Echoing global trends, hydrocarbon production in the LAC region registered limited growth in 2021 (Table 2.1). Oil output in Venezuela increased, supported by higher imports of dilutants – which are necessary to refine the country’s heavy crude – from the Islamic Republic of Iran.2 Production also rose in Argentina, with higher output from the Vaca Muerta shale region, and Guyana, where commercial production continues to ramp up. In contrast, oil production slipped in Brazil, the largest producer in the region, and Colombia. In Ecuador, oil output contracted, largely due to preventive closures of oil pipelines threatened by landslides (Ministry of Economy and Finance of Ecuador, 2022[8]). Natural gas production in the region increased marginally, despite a significant decline in Trinidad and Tobago caused by planned maintenance and upgrading activities (Ministry of Finance of Trinidad and Tobago, 2021[9]).

While production of hydrocarbons in the region rose modestly, oil and gas exports plunged. The decline in crude oil exports was largely due to higher domestic demand for fuels and refined hydrocarbon products in Brazil, Colombia and Mexico (Petrobras, 2022[10]; Ecopetrol, 2022[11]; Pemex, 2022[12]). In contrast, exports of crude oil increased in Trinidad and Tobago. Exports of natural gas from the Plurinational State of Bolivia were relatively stable, with higher volumes to Brazil offsetting a decline in flows to Argentina as an addendum to the existing contract established lower minimum purchase levels (Ministry of Economy and Public Finance of Bolivia, 2022[13]). In Peru, export volumes were significantly impacted by a three-month stoppage at the Pampa Melchorita liquification plant due to technical problems and maintenance (Central Reserve Bank of Peru, 2022[14]). The decline in exports in Trinidad and Tobago resulted from the contraction in production.

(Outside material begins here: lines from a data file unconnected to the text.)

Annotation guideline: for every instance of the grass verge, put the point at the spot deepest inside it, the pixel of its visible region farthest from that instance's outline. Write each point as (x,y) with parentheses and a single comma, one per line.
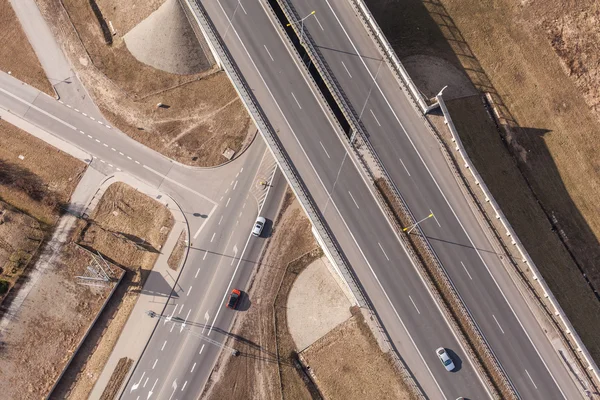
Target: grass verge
(128,228)
(17,55)
(474,343)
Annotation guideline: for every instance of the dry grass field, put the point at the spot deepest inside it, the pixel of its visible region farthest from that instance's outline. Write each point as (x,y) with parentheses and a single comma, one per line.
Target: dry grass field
(254,374)
(17,55)
(128,228)
(349,365)
(204,115)
(40,182)
(539,62)
(50,325)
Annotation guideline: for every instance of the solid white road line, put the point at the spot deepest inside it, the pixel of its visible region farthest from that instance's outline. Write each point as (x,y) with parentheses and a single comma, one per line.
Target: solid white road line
(294,96)
(412,301)
(326,153)
(335,206)
(383,251)
(269,53)
(173,181)
(318,22)
(451,209)
(466,270)
(406,169)
(136,385)
(434,217)
(355,203)
(346,68)
(531,379)
(373,114)
(498,323)
(38,109)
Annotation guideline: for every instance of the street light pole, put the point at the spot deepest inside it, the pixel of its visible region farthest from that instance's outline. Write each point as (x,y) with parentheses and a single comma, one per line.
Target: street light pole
(301,21)
(413,226)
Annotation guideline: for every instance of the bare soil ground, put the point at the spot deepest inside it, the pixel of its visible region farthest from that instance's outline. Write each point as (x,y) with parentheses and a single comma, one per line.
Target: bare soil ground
(50,325)
(117,378)
(539,62)
(42,181)
(176,256)
(204,115)
(17,55)
(348,364)
(36,180)
(122,217)
(20,239)
(254,374)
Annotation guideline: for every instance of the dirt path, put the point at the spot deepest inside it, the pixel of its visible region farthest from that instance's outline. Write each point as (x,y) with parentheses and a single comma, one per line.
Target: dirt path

Despite weak production and a fall in exports, hydrocarbon revenues in LAC rose sharply in 2021, reaching USD 58.4 billion, up from USD 34 billion in 2020 (Table 2.2). However, oil and gas revenues remain well below the 2019 level of USD 82 billion and the recent high of USD 136 billion in 2013. In absolute terms, the increase was led by Brazil and Mexico, were revenues roughly doubled between years. In relative terms, hydrocarbon revenues reached 2.6% of GDP, up from 2.1% of GDP in 2020, but remained below the pre-pandemic level of 3.0% of GDP in 2019. Non-tax revenues were the primary driver of the uptick in hydrocarbon revenues, with payments of royalties rising in line with international benchmark prices. Tax revenues rose in most countries, bolstered by high profits. While the increase was small in relative terms, averaging 0.1 percentage points of GDP, some countries saw tax revenues from the sector double.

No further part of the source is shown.